Maybe it would also good to test the c code of objToJSON.c directly? But I am not sure how one would do that as the get_values function is not exposed, so I would welcome some help here.

@Julian-Harbeck
Copy link
Copy Markdown
Contributor Author

A lot of errors seem to come from a Pandas4Warning related to epoch being deprecated:

pandas/pandas/core/generic.py

Lines 2614 to 2623 in a22ca70

elif date_format is None:
date_format = "epoch"
dtypes = self.dtypes if self.ndim == 2 else [self.dtype]
if any(dtype.kind in "mM" for dtype in dtypes):
warnings.warn(
"The default 'epoch' date format is deprecated and will be removed "
"in a future version, please use 'iso' date format instead.",
Pandas4Warning,
stacklevel=find_stack_level(),
)

Therefore the following tests are already failing during serialization:

  • pandas/tests/extension/test_arrow.py::TestArrowArray::test_values_for_json for all timelike dtypes
  • pandas/tests/extension/test_datetime.py::TestDatetimeArray::test_values_for_json

dtype.type not JSON serializable and no _values_for_json method implemented leading here to a OverflowError: Maximum recursion level reached:

  • pandas/tests/extension/test_period.py::TestPeriodArray::test_values_for_json[D]
  • pandas/tests/extension/test_period.py::TestPeriodArray::test_values_for_json[2D]

From roundtrip:

  • pandas/tests/extension/decimal/test_decimal.py::TestDecimalArray::test_values_for_json: Cannot create Decimal from dictionary created in the JSON serialization.
  • pandas/tests/extension/json/test_json.py::TestJSONArray::test_values_for_json: Issue seems to be recursive serialization which is not covert by the simple deserialization in the test.
  • pandas/tests/extension/test_interval.py::TestIntervalArray::test_values_for_json: Cannot create Interval from dictionary created in the JSON serialization.

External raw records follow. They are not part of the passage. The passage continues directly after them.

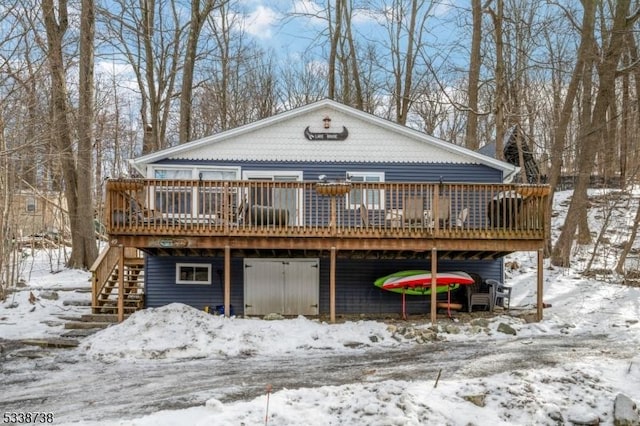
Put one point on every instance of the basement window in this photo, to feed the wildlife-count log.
(193, 273)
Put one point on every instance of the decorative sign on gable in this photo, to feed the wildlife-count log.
(326, 136)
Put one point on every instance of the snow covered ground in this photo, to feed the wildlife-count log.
(579, 389)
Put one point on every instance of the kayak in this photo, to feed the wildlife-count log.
(417, 282)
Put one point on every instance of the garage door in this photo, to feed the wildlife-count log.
(284, 286)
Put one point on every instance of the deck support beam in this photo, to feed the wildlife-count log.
(121, 283)
(540, 275)
(332, 286)
(227, 281)
(434, 273)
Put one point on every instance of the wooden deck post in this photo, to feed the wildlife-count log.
(434, 272)
(540, 291)
(121, 284)
(227, 281)
(332, 286)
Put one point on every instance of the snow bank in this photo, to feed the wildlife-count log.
(180, 331)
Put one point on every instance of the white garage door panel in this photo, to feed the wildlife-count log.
(288, 287)
(263, 287)
(301, 288)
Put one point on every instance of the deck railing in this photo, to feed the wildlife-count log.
(316, 209)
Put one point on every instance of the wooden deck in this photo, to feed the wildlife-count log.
(204, 217)
(312, 219)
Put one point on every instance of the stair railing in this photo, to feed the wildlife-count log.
(102, 269)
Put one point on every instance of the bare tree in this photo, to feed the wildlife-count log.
(607, 72)
(471, 134)
(200, 10)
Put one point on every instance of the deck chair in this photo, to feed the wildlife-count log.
(413, 210)
(501, 293)
(444, 210)
(479, 294)
(462, 217)
(132, 213)
(364, 215)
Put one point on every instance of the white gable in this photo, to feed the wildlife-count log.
(282, 138)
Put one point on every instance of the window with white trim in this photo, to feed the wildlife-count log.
(31, 205)
(193, 273)
(188, 200)
(370, 197)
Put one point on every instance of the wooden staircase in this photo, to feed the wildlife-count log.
(106, 271)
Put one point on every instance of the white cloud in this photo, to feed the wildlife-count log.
(261, 21)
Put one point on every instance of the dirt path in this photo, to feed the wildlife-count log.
(75, 389)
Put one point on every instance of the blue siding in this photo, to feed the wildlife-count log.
(355, 292)
(394, 172)
(354, 284)
(354, 278)
(161, 288)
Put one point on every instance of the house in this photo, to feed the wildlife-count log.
(299, 214)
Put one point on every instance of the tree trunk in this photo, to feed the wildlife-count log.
(607, 68)
(82, 256)
(471, 136)
(198, 18)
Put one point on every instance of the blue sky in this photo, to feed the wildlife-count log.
(291, 25)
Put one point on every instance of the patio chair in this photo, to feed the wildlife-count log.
(501, 293)
(413, 210)
(462, 217)
(444, 211)
(479, 294)
(134, 214)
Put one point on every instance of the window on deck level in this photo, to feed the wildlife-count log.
(370, 197)
(188, 200)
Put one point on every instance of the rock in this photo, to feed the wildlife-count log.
(584, 419)
(49, 295)
(480, 322)
(273, 316)
(625, 411)
(506, 329)
(478, 400)
(451, 329)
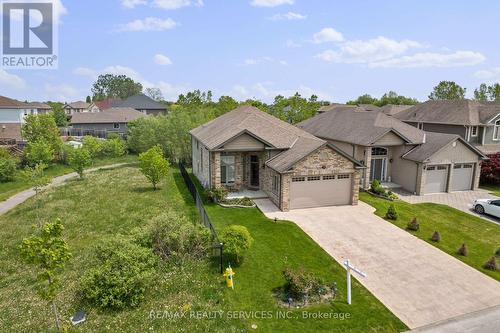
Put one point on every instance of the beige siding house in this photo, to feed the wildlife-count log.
(247, 149)
(397, 154)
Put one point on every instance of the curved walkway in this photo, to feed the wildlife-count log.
(21, 197)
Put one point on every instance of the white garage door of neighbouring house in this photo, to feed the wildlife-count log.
(320, 191)
(436, 178)
(462, 177)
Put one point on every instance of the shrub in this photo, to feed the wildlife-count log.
(413, 225)
(121, 275)
(391, 213)
(39, 152)
(491, 264)
(300, 283)
(236, 240)
(463, 250)
(114, 148)
(217, 194)
(7, 169)
(79, 159)
(93, 145)
(153, 165)
(436, 236)
(174, 235)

@Julian-Harbeck Julian-Harbeck added Enhancement IO JSON read_json, to_json, json_normalize ExtensionArray Extending pandas with custom dtypes or arrays. labels Apr 9, 2026
@Julian-Harbeck
Copy link
Copy Markdown
Contributor Author

@jbrockmendel do you think it makes sense to just apply xfail markers to the failing tests and then solve those in upcoming PRs? Or should the test be less strict, for example in regards to a roundtrip? That could also be split to a second test so that JSON serialization and roundtrip are tested separately.

@jbrockmendel
Copy link
Copy Markdown
Member

i think its fine to add a @pytest.filterwarnings for the epoch thing. I'd be pretty uncomfortable with merging with the RecursionError though.

@Julian-Harbeck
Copy link
Copy Markdown
Contributor Author

@jbrockmendel The RecursionError also happens on main, that is not changing with this PR, minimum example:

>>> import pandas as pd

>>> p_range = pd.period_range(start=pd.Period("2017Q1", freq="Q"), end=pd.Period("2017Q2", freq="Q"), freq="M")
>>> p_range
PeriodIndex(['2017-03', '2017-04', '2017-05', '2017-06'], dtype='period[M]')

>>> p_series = pd.Series(p_range)
>>> p_series
0    2017-03
1    2017-04
2    2017-05
3    2017-06
dtype: period[M]

>>> p_series.to_json()
<stdin-26>:1: Pandas4Warning: Period.dayofweek is deprecated and will be removed in a future version. Use Period.day_of_week instead.
<stdin-26>:1: Pandas4Warning: Period.dayofyear is deprecated and will be removed in a future version. Use Period.day_of_year instead.
<stdin-26>:1: Pandas4Warning: Period.daysinmonth is deprecated and will be removed in a future version. Use Period.days_in_month instead.
Traceback (most recent call last):
  File "<stdin>", line 1, in <module>
    p_series.to_json()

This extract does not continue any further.